Sebastian sentiu o mundo parar de girar e, mesmo que por míseros segundo, foi como se tudo ao seu redor congelasse e o tempo deixasse de existir. A única coisa que tinha consciência era de sua essência demoníaca entrando em conflito. A densa névoa o envolveu e em um piscar de olhos estava na mesma sala que o conde. Sua aparência humana havia voltado, pois mesmo numa ocasião como essa, ele não poderia deixar que Ciel presenciasse sua forma horrenda.
Com um esforço imensurável, cada passo foi dado como se um pedaço seu desmoronasse pelo caminho, e aos poucos suas forças pareciam desaparecer com a proximidade. Suas mãos trêmulas pegaram no colo o corpo quase sem vida de seu mestre, atestando que ele fora atingido numa área vital.

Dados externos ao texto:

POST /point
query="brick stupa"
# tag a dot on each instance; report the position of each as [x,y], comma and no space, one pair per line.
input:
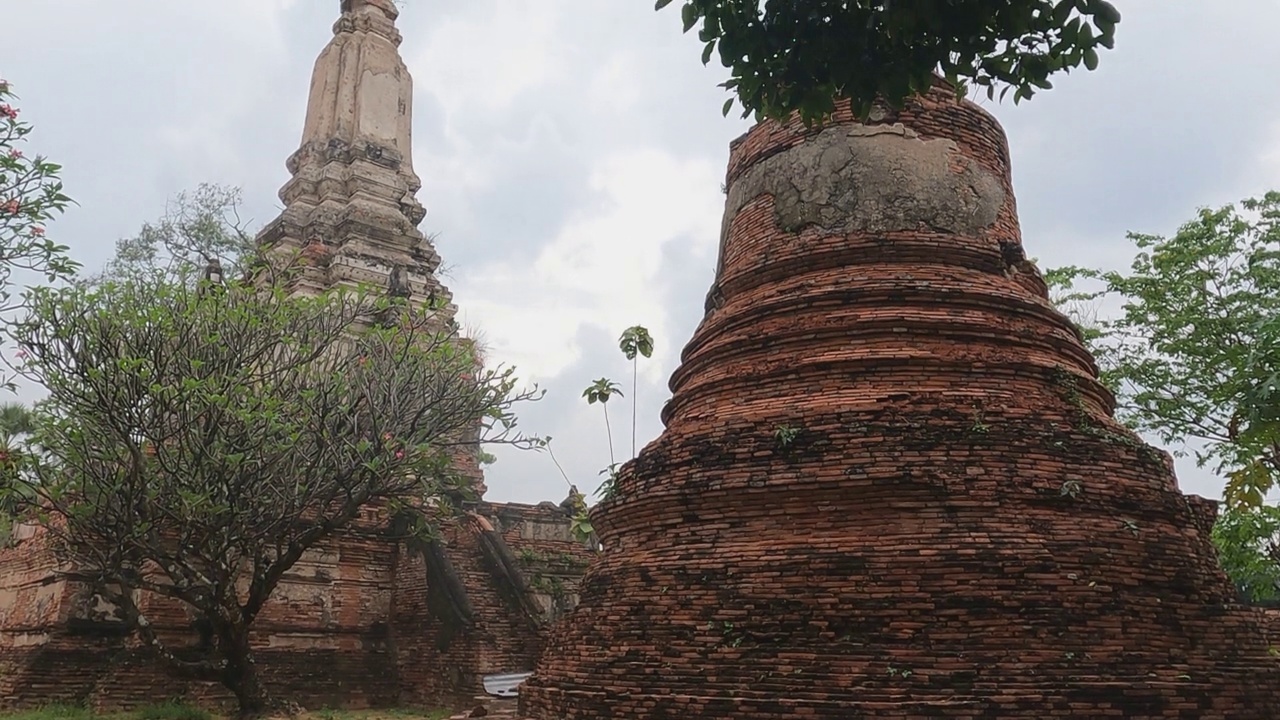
[890,483]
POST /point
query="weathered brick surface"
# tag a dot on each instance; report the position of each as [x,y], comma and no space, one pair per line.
[890,484]
[348,627]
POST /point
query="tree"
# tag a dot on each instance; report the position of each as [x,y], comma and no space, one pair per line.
[31,195]
[1193,352]
[197,227]
[800,55]
[16,422]
[635,341]
[600,391]
[197,441]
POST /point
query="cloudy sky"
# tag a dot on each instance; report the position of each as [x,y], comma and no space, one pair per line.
[572,153]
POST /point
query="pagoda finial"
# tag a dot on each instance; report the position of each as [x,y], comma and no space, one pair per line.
[387,7]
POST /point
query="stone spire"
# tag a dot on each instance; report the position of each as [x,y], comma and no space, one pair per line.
[890,484]
[350,209]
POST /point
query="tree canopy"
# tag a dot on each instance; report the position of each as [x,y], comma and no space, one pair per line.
[199,437]
[1193,355]
[801,55]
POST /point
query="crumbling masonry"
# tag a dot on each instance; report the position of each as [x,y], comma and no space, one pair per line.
[890,483]
[366,619]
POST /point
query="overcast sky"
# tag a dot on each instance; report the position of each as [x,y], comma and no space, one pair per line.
[572,153]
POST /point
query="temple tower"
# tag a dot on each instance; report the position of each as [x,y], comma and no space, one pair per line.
[351,212]
[890,483]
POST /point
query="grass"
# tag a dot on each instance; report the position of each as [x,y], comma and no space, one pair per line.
[179,711]
[391,714]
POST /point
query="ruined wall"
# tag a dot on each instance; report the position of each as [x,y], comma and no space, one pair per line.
[324,636]
[444,660]
[348,627]
[890,484]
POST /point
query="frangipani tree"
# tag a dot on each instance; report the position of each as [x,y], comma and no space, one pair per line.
[196,442]
[801,55]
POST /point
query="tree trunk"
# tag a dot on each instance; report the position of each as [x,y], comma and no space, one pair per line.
[241,674]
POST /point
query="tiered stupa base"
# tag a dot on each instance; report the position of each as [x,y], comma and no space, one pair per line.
[890,484]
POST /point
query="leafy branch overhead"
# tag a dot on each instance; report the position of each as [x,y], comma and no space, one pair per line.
[800,55]
[1194,352]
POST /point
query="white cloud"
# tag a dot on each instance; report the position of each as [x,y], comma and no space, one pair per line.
[602,268]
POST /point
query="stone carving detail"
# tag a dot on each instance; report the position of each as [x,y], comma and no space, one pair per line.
[890,484]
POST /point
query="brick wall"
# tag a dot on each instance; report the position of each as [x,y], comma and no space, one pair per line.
[890,484]
[348,627]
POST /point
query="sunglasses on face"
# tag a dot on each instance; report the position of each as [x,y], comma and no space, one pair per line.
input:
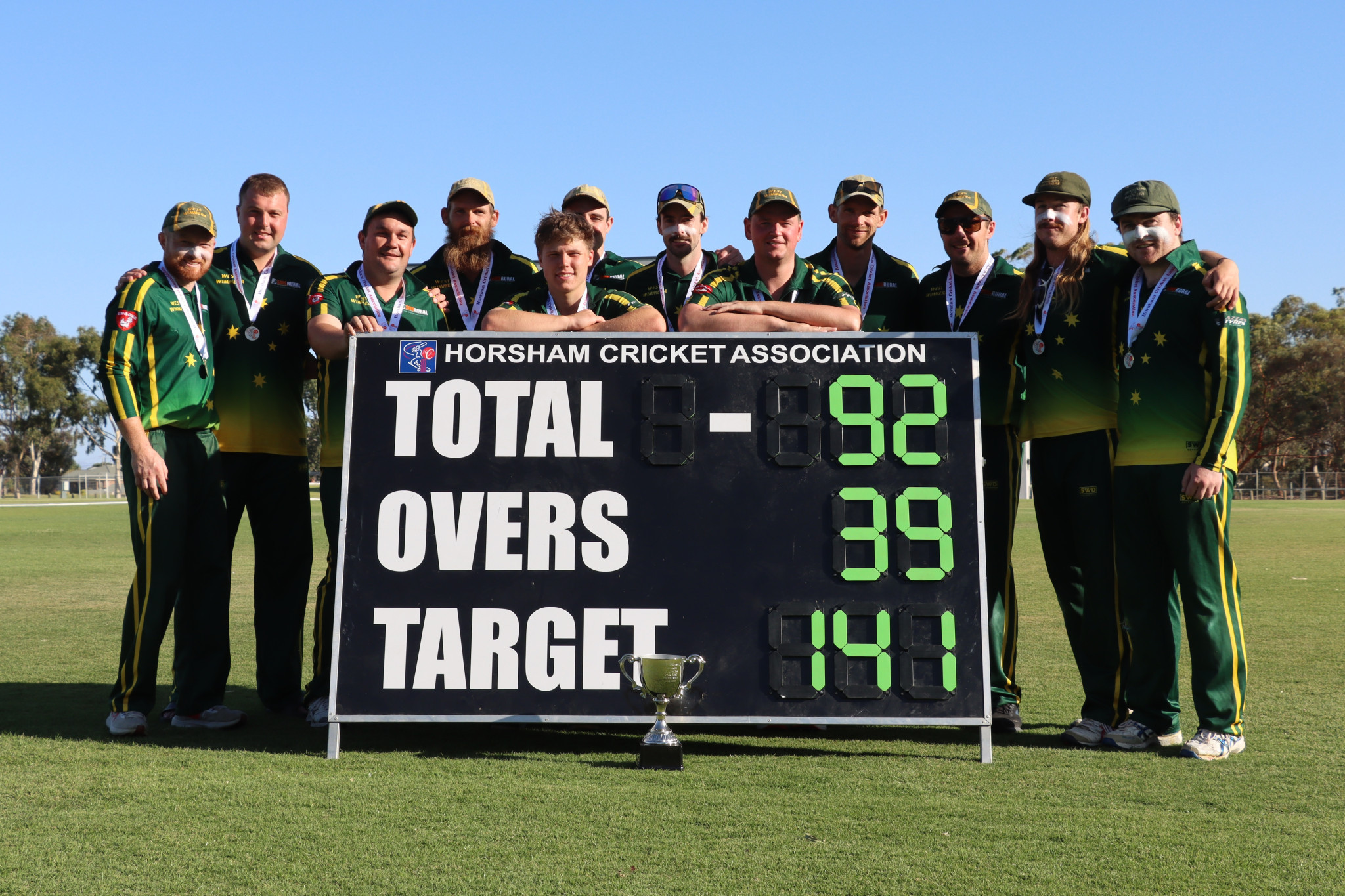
[680,191]
[969,223]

“Bocchan...” Por mais que Sebastian tentasse controlar a voz, ela saiu levemente embargada. Seu coração contraiu ao olhar o rosto pálido do rapaz e o peito encharcado de sangue. Ele sabia que um dia esse momento chegaria, mas não imaginou que seria tão ‘cedo’, que tudo acabaria desse jeito. “Me perdoe, bocchan... Eu falhei em protegê-lo”.
Ciel começava a sentir o frio se apoderar de seu corpo, e mesmo tendo o calor de Sebastian o envolvendo, isso não foi o suficiente para aquecê-lo. A letargia começou a afetá-lo e falar se tornou difícil, a falta de ar e a dor no peito eram grandes.
“Você não falhou... A minha vingança está concluída... E a sua parte do contrato também.” O conde tentou dar um sorriso para monstrar que estava tudo bem, porém só o que conseguiu foi tossir e escarrar um pouco de sangue.
“Não fale mais nada... Não faça nenhum esforço...” O mordomo não queria que Ciel se esgotasse ainda mais. Mesmo sabendo que seria inútil tentar retardar o inevitável e que o último suspiro logo chegaria, ainda assim ele queria prolongar aquele fio de vida pelo maior tempo que conseguisse.
“Chegou a hora... Pegue o que é seu de direito...” Ciel estava preparado para ter a alma devorada. Ele não tinha medo, nunca teve, só sentia por não poder ficar mais tempo ao lado do demônio e não conhecer o filho, que mesmo não admitindo, já amava. Fora isso, Ciel estava em paz.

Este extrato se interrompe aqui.